Semua yang terjadi pada keluarga nenek memang memberikan perasaan yang tidak enak. Perpecahan itu sangat terasa bagi keenam cucu nenek, seringkali keenamnya berpikir keras bagaimana cara menyatukan keluarganya kembali agar seperti semula, saat nenek masih bersama mereka.
“Guys,” ucap Syifa yang masuk ke kamar Luna,
“Kenapa?” Luna bertanya sambil melanjutkan mencatok rambutnya,
“Besok kita pulang ke Jakarta,” jawab Syifa,
“Hah???” Alisha terheran,
“Gimana ceritanya lo balik tapi nenek masih di ICU,” Luna mengernyitkan alisnya, ikut terheran,
“Duh gatau deh Na, gue juga sebel banget. Tapi bokap gue tadi udah marah-marah dan nyuruh kita besok pulang,” tutur Syifa.
Suasana kamar pun menjadi hening dan terasa berat, “Siapa aja yang pulang?” tanya Alisha,
“Kita semua. Asli gue kesel banget sekesel-keselnya, kenapa ngedadak sihhhh,” jawab Nadila emosi,
“Gara-gara kejadian kemaren?” tanya Luna,
“Kayaknya, duh beneran deh gue udah gak bisa ngomong apa-apa Na,” ucap Syifa,
“Lah yang jagain nenek nanti gimana?” tanya Alisha lagi,
“Gatauuu, sumpah gue kesel banget sama papa,” celetuk Chelya. Keenamnya pun terdiam dan melamun tak berdaya. Luna memikirkan kesedihan yang dirasakan neneknya apabila mengetahui ketiga cucunya dan anak pertamanya tidak ada untuk menemaninya di rumah sakit.
***
Meja makan sudah dipenuhi dengan makanan yang sudah disiapkan, semua makan sambil bercanda tawa seolah kemarin tidak terjadi apa-apa. Kakek merasakan kehangatan yang sudah hilang sejenak semenjak nenek dirawat, terlihat dari raut waja kakek yang tersenyum sepanjang makan malam bersama. “Eh pak, Citra, Maya...nanti saur Amel dan keluarga ijin pulang ya ke Jakarta,” celetuk ua Amel yang kemudian diiringi dengan keheningan keenam cucu nenek. Kakek sangat terkejut dan masih menanggapi dengan baik, “Kenapa memangnya?” tanya kakek,
“Nadila dan Chelya kan masih harus ngurusin sekolah barunya pak, belum lagi ada berkas-berkas yang harus disiapin dari sekolah lamanya.
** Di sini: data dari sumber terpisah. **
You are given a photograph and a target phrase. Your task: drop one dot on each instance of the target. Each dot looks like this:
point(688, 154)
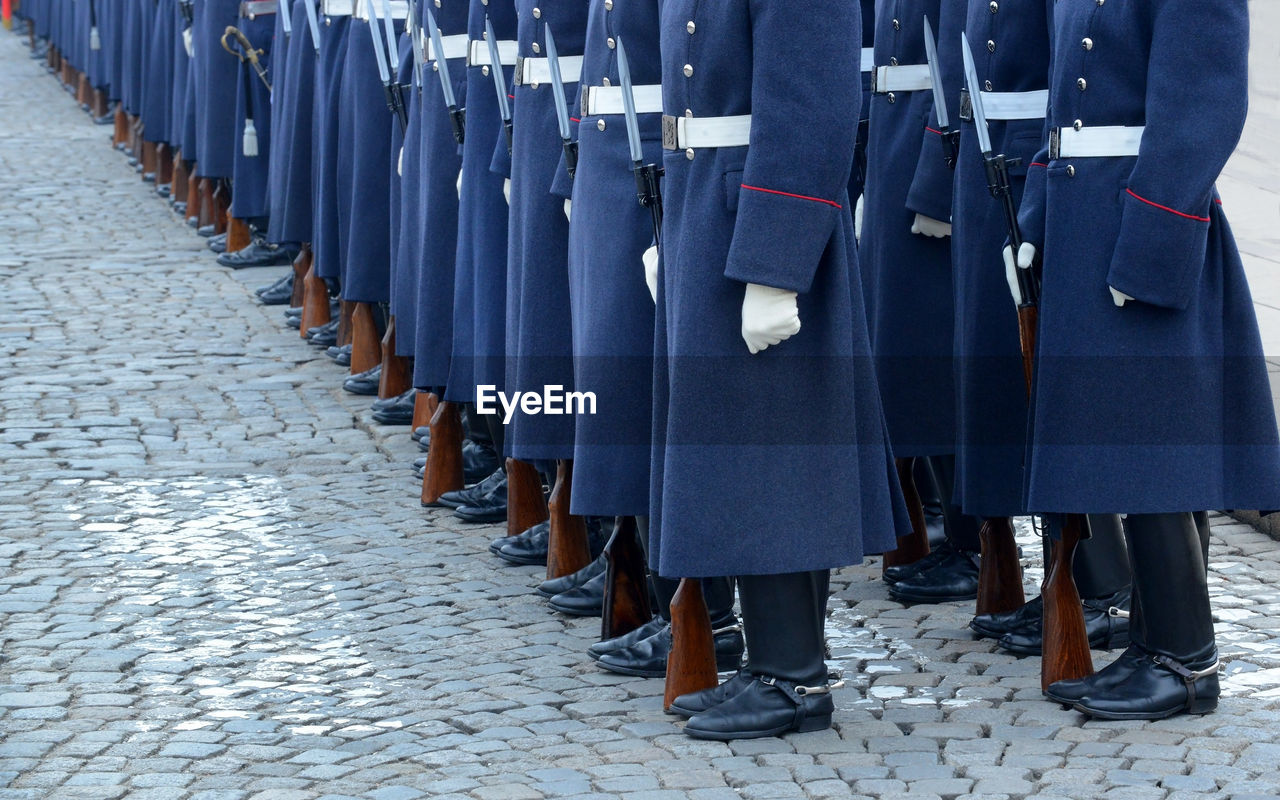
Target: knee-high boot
point(1178, 671)
point(784, 620)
Maaf banget ya pak, tapi ya gimana lagi. Amel juga masih punya anak-anak yang harus Amel urusin pak,” perkataan ua Amel disambut dengan respon palsu dari kakek dan tatapan sinis dari ibu juga tante Maya, “Ohh ya sudah kalau begitu,” jawab kakek,
“Kenapa gak nanti pagi aja Mel?” celetuk tante Maya,
“Maunya juga pagi sih, tapi takut keburu macet. Jadi kata mas Bara lebih baik pas saur aja biar masih lowong ya jalanannya,” jawab ua Amel,
“Iya, hati-hati saja ya. Insya Allah ibu akan kita selalu jaga,” ucap kakek,
“Maaf banget ya pak, aduh, maunya juga nemenin ibu. Tapi ya gimana ya, kasian anak-anak masih belum pada punya sekolah ya, ini baru lulus hehehe,” ujar ua Amel kembali.
Suasana makan malam saat itu menjadi tidak enak. Terutama keenam cucu nenek yang sangat yakin, bahwa omongan ua Amel memperburuk kedekatan dan keeratan keluarga nenek. Dalam hati ibu, sebenarnya sangat tidak menyangka bahwa ternyata kakak pertamanya bisa setega itu meninggalkan kakek dalam kondisi seperti ini dan juga meninggalkan nenek. Ibu seperti tidak mempunyai bahu untuk bersandar, terutama dalam menyelesaikan biaya rumah sakit nenek. Ibu berpikir, apakah harus saya lagi yang membiayai semuanya?